Той ночью Андрей решился и позвонил бывшей жене.

– Знаешь, – сказал он в тишину, – я думал о твоих словах. О том, что я так и не вернулся с войны. И мне кажется, это правда. Только вот пришельцы здесь ни при чем. На самом деле я не вернулся с совсем другой войны. Это связано с моим отцом. Я никогда тебе не рассказывал об этом. Вообще никому не рассказывал, но… В общем, он тоже был ветераном, и то, что ему пришлось пережить там, оно… ну… изуродовало его, что ли. Он стал совсем другим человеком. Опасным человеком. Он много пил, избивал мою мать, избивал меня. Считал, что мы слабые. Говорил, что когда придет враг, мы даже не сможем ему противостоять. Особенно это касалось меня. И поэтому, чтоб воспитать из меня настоящего мужчину, он решил стать для меня тем самым врагом. Это его слова, не мои. То, что я мог побить во дворе любого, его мало заботило. Он хотел пробудить во мне что-то злое – то, что поможет мне выжить, ведь жизнь – это бесконечная война. Да, так он считал. Поэтому и решил исполнять роль врага – самого страшного и жестокого из тех, с кем я когда-либо сталкивался. Он говорил, что так рождаются герои – когда ты идешь на бой с тем, против кого у тебя нет ни единого шанса. Я должен был научиться давать отпор, должен был стать храбрым. За это он избивал меня до потери сознания. Избивал мать. А я все равно должен был найти в себе силы, чтобы подняться и бросить в него камень. Этот чертов камень…

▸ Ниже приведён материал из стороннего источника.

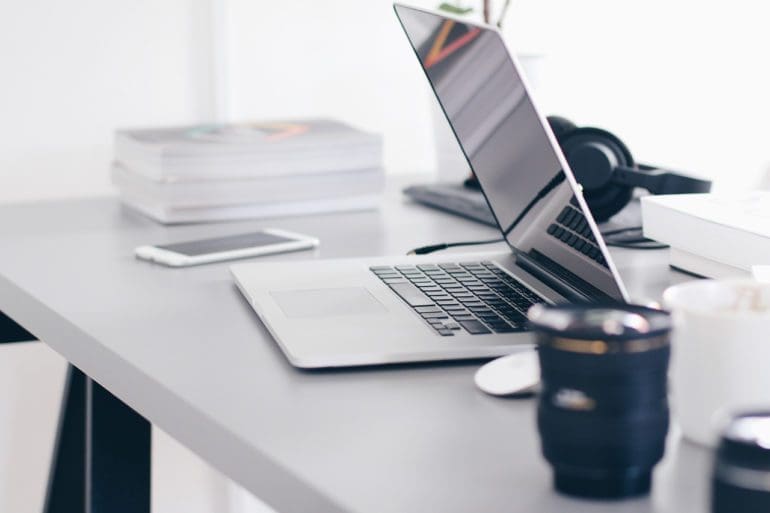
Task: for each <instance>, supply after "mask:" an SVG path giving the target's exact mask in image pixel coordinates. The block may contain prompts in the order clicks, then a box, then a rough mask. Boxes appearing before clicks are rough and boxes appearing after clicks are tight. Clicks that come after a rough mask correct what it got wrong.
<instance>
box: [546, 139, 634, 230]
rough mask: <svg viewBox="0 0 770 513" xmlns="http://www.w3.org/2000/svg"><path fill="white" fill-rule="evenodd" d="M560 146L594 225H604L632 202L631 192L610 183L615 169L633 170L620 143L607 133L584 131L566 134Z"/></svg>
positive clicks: (622, 145) (626, 185) (632, 194)
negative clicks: (588, 210) (601, 222)
mask: <svg viewBox="0 0 770 513" xmlns="http://www.w3.org/2000/svg"><path fill="white" fill-rule="evenodd" d="M560 144H561V148H562V151H563V152H564V156H565V157H566V158H567V162H568V163H569V165H570V168H571V169H572V171H573V173H574V174H575V178H576V179H577V181H578V182H579V183H580V184H581V186H582V187H583V196H584V197H585V199H586V201H587V202H588V206H589V207H590V208H591V213H592V214H593V216H594V218H595V219H596V221H597V222H600V223H601V222H604V221H607V220H608V219H609V218H611V217H612V216H614V215H615V214H617V213H618V212H620V211H621V210H622V209H623V207H625V206H626V205H627V204H628V202H629V201H631V197H632V195H633V191H634V188H633V187H631V186H627V185H620V184H616V183H612V181H611V180H612V174H613V173H614V172H615V169H616V168H617V167H618V166H628V167H633V166H634V159H633V157H632V156H631V152H630V151H629V149H628V147H627V146H626V145H625V144H624V143H623V141H621V140H620V139H619V138H617V137H616V136H615V135H613V134H612V133H610V132H607V131H606V130H602V129H599V128H593V127H583V128H577V129H575V130H573V131H571V132H569V133H568V134H567V135H566V136H565V137H564V138H563V139H562V140H560Z"/></svg>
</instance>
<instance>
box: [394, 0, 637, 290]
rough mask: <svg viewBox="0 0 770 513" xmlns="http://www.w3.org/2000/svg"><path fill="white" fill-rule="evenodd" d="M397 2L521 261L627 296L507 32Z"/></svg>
mask: <svg viewBox="0 0 770 513" xmlns="http://www.w3.org/2000/svg"><path fill="white" fill-rule="evenodd" d="M394 7H395V10H396V15H397V16H398V18H399V20H400V21H401V25H402V27H403V28H404V31H405V32H406V35H407V37H408V38H409V42H410V43H411V45H412V48H413V49H414V51H415V53H416V54H417V57H418V59H419V61H420V64H421V65H422V68H423V70H424V71H425V74H426V76H427V77H428V81H429V82H430V84H431V87H432V88H433V91H434V93H435V94H436V97H437V98H438V100H439V103H440V104H441V107H442V109H443V110H444V114H445V115H446V117H447V119H448V120H449V124H450V125H451V126H452V129H453V130H454V133H455V136H456V137H457V140H458V142H459V143H460V147H461V148H462V150H463V153H465V157H466V159H467V160H468V163H469V164H470V166H471V169H472V170H473V172H474V173H475V175H476V177H477V178H478V180H479V183H480V184H481V189H482V192H483V193H484V196H485V197H486V199H487V202H488V203H489V206H490V209H491V210H492V213H493V214H494V216H495V219H496V221H497V224H498V226H499V228H500V230H501V232H502V233H503V234H504V236H505V239H506V241H507V242H508V244H509V245H510V246H511V249H512V250H513V251H514V253H515V254H516V258H517V263H519V265H522V267H526V268H527V269H528V270H530V271H532V272H534V273H535V274H536V275H538V277H542V275H543V274H546V275H548V277H550V278H552V279H553V280H556V281H558V282H559V283H560V284H561V285H562V287H561V289H562V291H564V292H565V294H564V295H565V296H567V297H569V298H571V299H586V300H607V299H610V300H616V301H624V300H626V299H627V295H626V292H625V289H624V287H623V284H622V282H621V280H620V277H619V276H618V273H617V270H616V269H615V266H614V264H613V262H612V259H611V257H610V255H609V252H608V251H607V248H606V246H605V244H604V241H603V240H602V237H601V234H600V233H599V230H598V228H597V226H596V223H595V222H594V220H593V217H592V216H591V213H590V211H589V210H588V207H587V205H586V203H585V201H584V200H583V198H582V195H581V194H580V193H576V191H579V186H578V185H577V183H576V181H575V178H574V175H573V174H572V171H571V170H570V169H569V166H568V164H567V162H566V160H565V158H564V156H563V154H562V153H561V149H560V148H559V146H558V143H557V142H556V139H555V137H554V136H553V133H552V132H551V129H550V127H549V126H548V124H547V122H546V121H545V118H544V117H543V116H542V115H540V113H539V112H538V111H537V109H536V108H535V105H534V103H533V102H532V99H531V97H530V94H529V91H528V90H527V86H526V84H525V80H524V79H522V77H521V73H520V72H519V67H518V65H517V63H516V62H515V60H514V59H513V58H512V57H511V54H510V53H509V52H508V50H507V48H506V46H505V43H504V42H503V39H502V37H501V35H500V33H499V32H498V31H497V30H495V29H493V28H491V27H487V26H479V25H475V24H472V23H468V22H467V21H464V20H459V19H455V18H452V17H448V16H444V15H441V14H437V13H433V12H430V11H425V10H421V9H416V8H413V7H408V6H404V5H400V4H394ZM549 281H552V280H549ZM557 290H559V289H557Z"/></svg>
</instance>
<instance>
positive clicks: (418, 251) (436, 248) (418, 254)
mask: <svg viewBox="0 0 770 513" xmlns="http://www.w3.org/2000/svg"><path fill="white" fill-rule="evenodd" d="M504 240H505V239H503V238H502V237H501V238H499V239H489V240H474V241H469V242H443V243H441V244H433V245H431V246H423V247H421V248H415V249H413V250H411V251H410V252H408V253H407V255H427V254H428V253H433V252H434V251H441V250H442V249H448V248H456V247H458V246H481V245H482V244H494V243H495V242H502V241H504Z"/></svg>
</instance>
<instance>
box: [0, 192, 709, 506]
mask: <svg viewBox="0 0 770 513" xmlns="http://www.w3.org/2000/svg"><path fill="white" fill-rule="evenodd" d="M264 226H276V227H281V228H285V229H288V230H293V231H297V232H301V233H307V234H311V235H315V236H318V237H319V238H320V239H321V241H322V246H321V248H320V250H319V251H318V253H317V254H316V255H314V254H312V253H307V252H306V253H297V254H292V255H280V256H275V257H271V258H279V259H294V260H301V259H307V258H313V257H314V256H317V257H318V258H333V257H353V256H365V255H385V254H403V253H404V252H406V251H407V250H409V249H411V248H413V247H415V246H420V245H424V244H428V243H432V242H442V241H451V240H474V239H483V238H488V237H490V236H494V234H495V233H496V232H495V231H494V230H493V229H491V228H488V227H484V226H481V225H478V224H475V223H472V222H470V221H464V220H462V219H458V218H456V217H452V216H450V215H447V214H442V213H439V212H435V211H432V210H428V209H425V208H423V207H420V206H417V205H411V204H407V203H405V202H404V200H402V199H401V197H400V195H399V194H398V190H397V187H393V188H392V190H391V191H390V192H389V195H388V198H387V202H386V204H385V206H384V207H383V209H382V210H381V211H379V212H364V213H356V214H340V215H324V216H314V217H311V218H289V219H280V220H267V221H250V222H239V223H228V224H209V225H198V226H180V227H172V228H166V227H162V226H159V225H157V224H155V223H153V222H151V221H149V220H147V219H145V218H143V217H141V216H139V215H137V214H134V213H132V212H130V211H128V210H126V209H125V208H123V207H121V206H120V205H119V204H118V202H117V201H116V200H115V199H111V198H104V199H90V200H78V201H58V202H44V203H35V204H19V205H10V206H4V207H2V208H0V232H2V233H3V238H2V250H1V251H0V311H3V312H5V313H6V314H8V315H9V316H10V317H11V318H12V319H14V320H16V321H17V322H18V323H19V324H21V325H22V326H23V327H24V328H26V329H28V330H29V331H30V332H31V333H33V334H34V335H35V336H36V337H38V338H39V339H40V340H42V341H44V342H45V343H46V344H48V345H50V346H51V347H52V348H54V349H55V350H56V351H58V352H59V353H61V354H62V355H63V356H64V357H65V358H66V359H67V360H69V361H70V362H71V363H72V364H73V365H75V366H76V367H78V368H79V369H81V370H82V371H83V372H84V373H85V374H86V375H88V376H90V377H91V378H93V379H94V380H95V381H96V382H98V383H99V384H101V385H102V386H103V387H105V388H106V389H107V390H109V391H110V392H111V393H112V394H114V395H115V396H117V397H118V398H119V399H120V400H122V401H123V402H125V403H126V404H128V405H129V406H130V407H131V408H133V409H134V410H136V412H138V413H139V414H140V415H141V416H143V417H144V418H146V419H148V420H149V421H150V422H151V423H153V424H155V425H157V426H159V427H160V428H162V429H163V430H165V431H166V432H168V433H169V434H171V435H172V436H174V437H175V438H177V439H178V440H179V441H181V442H182V443H183V444H185V445H187V446H188V447H189V448H190V449H192V450H193V451H195V452H196V453H198V454H199V455H201V456H202V457H203V458H204V459H206V460H207V461H209V462H210V463H211V464H212V465H214V466H215V467H217V468H219V469H220V470H221V471H222V472H224V473H225V474H227V475H228V476H230V477H231V478H233V479H234V480H236V481H238V482H240V483H241V484H242V485H244V486H245V487H246V488H247V489H249V490H251V491H252V492H253V493H254V494H256V495H257V496H259V497H260V498H262V499H263V500H264V501H266V502H267V503H269V504H270V505H272V506H273V507H274V508H275V509H276V510H278V511H279V512H280V513H300V512H301V513H307V512H309V511H312V512H314V513H326V512H329V513H331V512H335V513H337V512H361V513H364V512H365V513H373V512H393V513H426V512H442V513H452V512H457V513H467V512H471V511H472V512H479V513H480V512H501V511H506V512H527V513H531V512H540V513H547V512H553V513H556V512H559V513H561V512H564V511H570V512H588V511H607V512H610V511H612V512H613V513H622V512H629V513H630V512H646V511H655V512H672V513H673V512H677V513H680V512H683V511H687V512H692V513H694V512H705V511H706V509H707V491H708V479H709V473H710V468H709V467H710V455H709V453H708V452H707V451H705V450H702V449H700V448H697V447H694V446H691V445H689V444H687V443H684V442H680V441H679V440H678V437H677V436H675V435H674V436H673V437H672V440H671V443H670V444H669V446H668V450H667V455H666V458H665V460H664V461H663V463H662V464H661V465H659V467H658V468H657V470H656V472H655V478H654V479H655V481H654V488H653V493H652V495H651V497H649V498H642V499H636V500H631V501H625V502H620V503H602V502H591V501H580V500H572V499H567V498H564V497H561V496H559V495H557V494H555V493H554V492H553V491H552V488H551V482H550V479H551V476H550V471H549V468H548V466H547V465H546V463H545V461H544V460H543V459H542V458H541V456H540V454H539V441H538V438H537V433H536V429H535V418H534V401H532V400H531V399H530V400H501V399H494V398H491V397H487V396H485V395H484V394H482V393H481V392H479V391H477V390H476V389H475V388H474V386H473V382H472V376H473V373H474V371H475V370H476V368H477V367H478V363H462V364H456V363H455V364H443V365H440V364H439V365H421V366H417V367H414V366H397V367H391V368H377V369H369V370H348V371H333V372H332V371H326V372H313V373H311V372H301V371H298V370H295V369H294V368H292V367H291V366H289V365H288V363H287V362H286V360H285V359H284V358H283V356H282V354H281V353H280V351H279V350H278V348H277V347H276V345H275V344H274V342H273V341H272V339H271V338H270V336H269V334H268V333H267V331H266V330H265V328H264V327H263V326H262V324H261V323H260V321H259V320H258V319H257V317H256V316H255V315H254V314H253V312H252V310H251V308H249V306H248V305H247V303H246V302H245V301H244V300H243V299H242V297H241V295H240V294H239V293H238V291H237V290H236V288H235V287H234V285H233V284H232V282H231V280H230V277H229V275H228V272H227V264H216V265H208V266H203V267H197V268H189V269H168V268H163V267H160V266H157V265H151V264H149V263H146V262H141V261H137V260H135V259H134V257H133V256H132V250H133V248H134V247H135V246H138V245H140V244H148V243H161V242H171V241H181V240H186V239H193V238H202V237H209V236H216V235H224V234H230V233H239V232H245V231H248V230H254V229H256V228H259V227H264ZM491 249H494V248H491ZM615 254H616V256H617V258H616V260H617V263H618V265H619V267H620V271H621V273H622V275H623V276H624V278H625V279H626V281H627V285H628V287H629V290H630V291H631V293H632V295H634V296H636V297H657V296H659V295H660V293H661V292H662V290H663V289H664V288H665V287H666V286H668V285H669V284H670V283H671V282H675V281H682V280H685V279H687V278H686V277H685V276H683V275H679V274H676V273H672V272H670V271H669V269H668V267H667V262H666V256H667V255H666V251H647V252H633V251H628V250H619V251H616V252H615ZM108 431H109V430H108ZM97 434H99V431H98V430H97ZM100 436H101V435H100ZM97 438H98V437H97ZM108 445H109V444H108ZM99 475H101V474H99ZM97 509H98V508H94V509H93V510H94V511H96V510H97ZM50 511H55V508H52V509H50ZM126 511H129V509H126ZM131 511H135V510H131Z"/></svg>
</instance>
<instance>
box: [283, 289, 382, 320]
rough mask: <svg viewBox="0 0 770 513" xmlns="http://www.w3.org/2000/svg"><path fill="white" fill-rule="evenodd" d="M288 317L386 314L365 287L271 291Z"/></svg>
mask: <svg viewBox="0 0 770 513" xmlns="http://www.w3.org/2000/svg"><path fill="white" fill-rule="evenodd" d="M270 295H271V296H273V299H275V301H276V303H278V306H279V307H281V310H283V313H284V314H286V317H325V316H332V315H358V314H371V313H381V312H385V311H386V309H385V307H384V306H383V305H382V303H380V302H379V301H377V299H376V298H375V297H374V296H372V294H371V293H370V292H369V291H368V290H366V288H364V287H344V288H336V289H311V290H274V291H271V292H270Z"/></svg>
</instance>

А в трубке все так же была тишина.

– Наверное, поэтому я стал тем, кем стал, – продолжал Андрей. – Как бы не пытался задушить в себе этот образ, он все равно упорно меня преследует. Снова и снова. И там, на корабле, Мозг… он будто вскрыл мою душу, понимаешь? Вытащил этот ужас детства на свет. И мне кажется, что под конец я бился уже не с пришельцами, а со своим прошлым. И, если честно, я хотел этой битвы. Очень хотел! Но правда в том, что выиграть любое сражение можно лишь во имя чего-то значимого, ради чего и важна победа. Так сначала я защищал мать, потом – тебя. А теперь вот прошлое окончательно победило, потому что… потому что ничего другого больше нет.

Тишина в трубке оборвалась прерывистыми гудками.

А еще через какое-то время люди окончательно позабыли об Андрее. Он превратился в типичного ветерана, которому, чтобы не стоять в утомительных очередях, частенько приходилось доставать удостоверение участника Великой Межзвездной Войны.

– Знаем мы вас, – ворчали на него некоторые. – Здесь каждый второй заявляет, мол, я – герой. Что же выходит, нам из-за вас, героев сраных, целый день тут торчать?

И ведь все было верно: большинство мужчин приняло участие в той войне и практически каждому из них присудили звание героя – при жизни или посмертно. Но время слишком быстро избавило людей от уважения к ветеранам. Все обернулось лицемерием: показательные улыбки и жалкие подачки раз в год, грандиозные парады, торжественные речи, а дальше – пустота.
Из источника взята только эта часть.